Understory and small trees contribute importantly to stemflow of a lower montane cloud forest

Stemflow (Sf) measurements in tropical rain and montane forests dominated by large trees rarely include the understory and small trees. In this study, contributions of lower (1- to 2-m height) and upper (>2-m height and <5-cm diameter at breast height [DBH]) woody understory, small trees (5 < DBH < 10 cm), and canopy trees (>10-cm DBH) to Sf per unit ground area (Sf(a)) of a Mexican lower montane cloud forest were quantified for 32 days with rainfall (P) during the 2014 wet season. Rainfall, stemflow yield (Sf(y)), vegetation height, density, and basal area were measured. Subsequently, stemflow funneling ratios (SFRs) were calculated, and three common methods to scale up Sf(y) from individual trees to the stand level (tree-Sf(y) correlation, P-Sf(y) correlation, and mean-Sf(y) extrapolation) were used to calculate Sf(a). Understory woody plants, small trees, and upper canopy trees represented 96%, 2%, and 2%, respectively, of the total density. Upper canopy trees had the lowest SFRs (1.6 +/- 0.5 Standard Error (SE) on average), although the lower understory had the highest (36.1 +/- 6.4).
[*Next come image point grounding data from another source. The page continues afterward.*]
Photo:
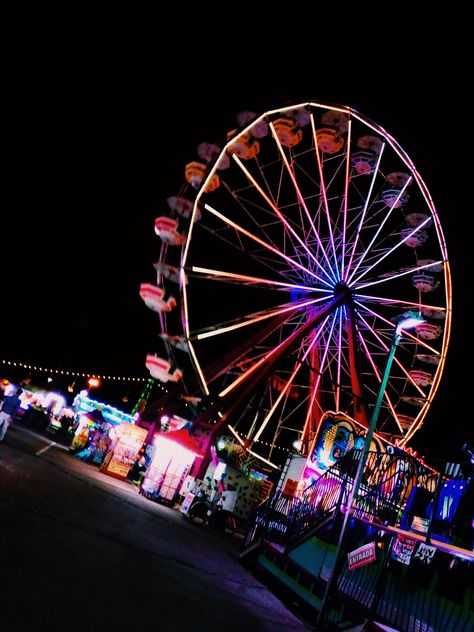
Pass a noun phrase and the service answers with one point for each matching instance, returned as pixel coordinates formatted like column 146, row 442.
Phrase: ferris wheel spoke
column 390, row 251
column 397, row 275
column 251, row 319
column 299, row 364
column 281, row 346
column 346, row 195
column 282, row 218
column 339, row 360
column 320, row 373
column 398, row 301
column 302, row 201
column 324, row 194
column 406, row 332
column 270, row 248
column 212, row 274
column 378, row 231
column 364, row 212
column 379, row 378
column 396, row 360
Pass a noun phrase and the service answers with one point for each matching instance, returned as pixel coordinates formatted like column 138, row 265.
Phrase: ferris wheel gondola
column 296, row 261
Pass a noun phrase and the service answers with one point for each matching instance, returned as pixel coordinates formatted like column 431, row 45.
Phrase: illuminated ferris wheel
column 286, row 262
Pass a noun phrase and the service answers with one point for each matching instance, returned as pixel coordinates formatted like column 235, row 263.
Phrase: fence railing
column 386, row 485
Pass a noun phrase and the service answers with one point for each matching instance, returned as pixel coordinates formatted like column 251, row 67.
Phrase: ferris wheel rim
column 197, row 205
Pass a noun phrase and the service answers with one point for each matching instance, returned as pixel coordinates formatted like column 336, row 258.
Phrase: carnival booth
column 90, row 426
column 126, row 442
column 174, row 454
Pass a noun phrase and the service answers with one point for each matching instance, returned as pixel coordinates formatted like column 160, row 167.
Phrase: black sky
column 96, row 143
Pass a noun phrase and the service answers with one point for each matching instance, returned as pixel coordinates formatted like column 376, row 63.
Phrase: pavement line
column 45, row 448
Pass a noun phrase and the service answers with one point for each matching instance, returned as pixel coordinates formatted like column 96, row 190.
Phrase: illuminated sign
column 361, row 556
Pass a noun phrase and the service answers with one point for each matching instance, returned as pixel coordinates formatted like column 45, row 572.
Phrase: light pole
column 407, row 321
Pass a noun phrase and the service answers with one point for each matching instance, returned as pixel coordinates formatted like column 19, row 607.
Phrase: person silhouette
column 10, row 406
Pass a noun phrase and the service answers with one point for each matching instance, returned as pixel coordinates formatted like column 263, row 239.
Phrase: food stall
column 126, row 441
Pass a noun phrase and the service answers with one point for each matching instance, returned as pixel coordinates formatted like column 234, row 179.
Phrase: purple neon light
column 279, row 215
column 346, row 193
column 302, row 201
column 389, row 252
column 366, row 206
column 323, row 190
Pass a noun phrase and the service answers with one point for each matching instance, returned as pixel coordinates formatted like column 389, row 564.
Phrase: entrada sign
column 361, row 556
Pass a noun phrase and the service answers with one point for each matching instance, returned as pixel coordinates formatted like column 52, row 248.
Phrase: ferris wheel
column 287, row 260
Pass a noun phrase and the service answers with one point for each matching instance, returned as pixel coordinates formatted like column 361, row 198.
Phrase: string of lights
column 32, row 367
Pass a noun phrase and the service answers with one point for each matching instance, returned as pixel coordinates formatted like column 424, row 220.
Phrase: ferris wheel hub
column 340, row 289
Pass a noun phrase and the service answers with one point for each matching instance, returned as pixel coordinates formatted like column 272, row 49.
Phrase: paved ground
column 81, row 551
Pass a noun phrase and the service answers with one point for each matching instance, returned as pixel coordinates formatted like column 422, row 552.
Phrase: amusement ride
column 285, row 262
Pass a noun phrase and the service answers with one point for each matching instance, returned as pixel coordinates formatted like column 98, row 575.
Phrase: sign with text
column 425, row 553
column 361, row 556
column 402, row 549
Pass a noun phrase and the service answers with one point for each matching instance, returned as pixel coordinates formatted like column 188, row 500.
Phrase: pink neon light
column 397, row 361
column 316, row 384
column 346, row 193
column 405, row 332
column 280, row 216
column 395, row 276
column 290, row 381
column 398, row 301
column 292, row 262
column 323, row 190
column 389, row 252
column 302, row 201
column 366, row 206
column 250, row 279
column 293, row 307
column 339, row 346
column 377, row 374
column 377, row 232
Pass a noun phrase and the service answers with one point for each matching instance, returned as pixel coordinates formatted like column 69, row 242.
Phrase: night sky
column 96, row 145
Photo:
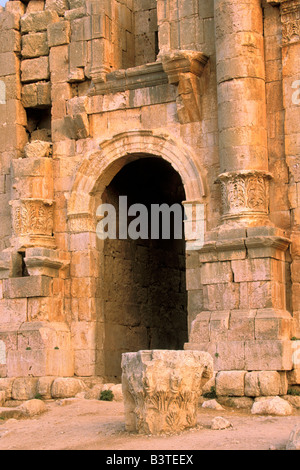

Small trees and upper understory presented similar SFRs (22.9 +/- 5.4 and 20.2 +/- 3.9, respectively). Different Sf scaling methods generally yielded similar results. Overall Sf(a) during the study period was 22.7 mm (4.5% of rainfall), to which the understory contributed 70.1% (15.9 mm), small trees 10.6%(2.4mm), and upper canopy trees 19.3%(4.4mm). Our results strongly suggest that for humid tropical forests with dense understory of woody plants and small trees, Sf of these groups should be measured to avoid an underestimation of overall Sf at the stand level.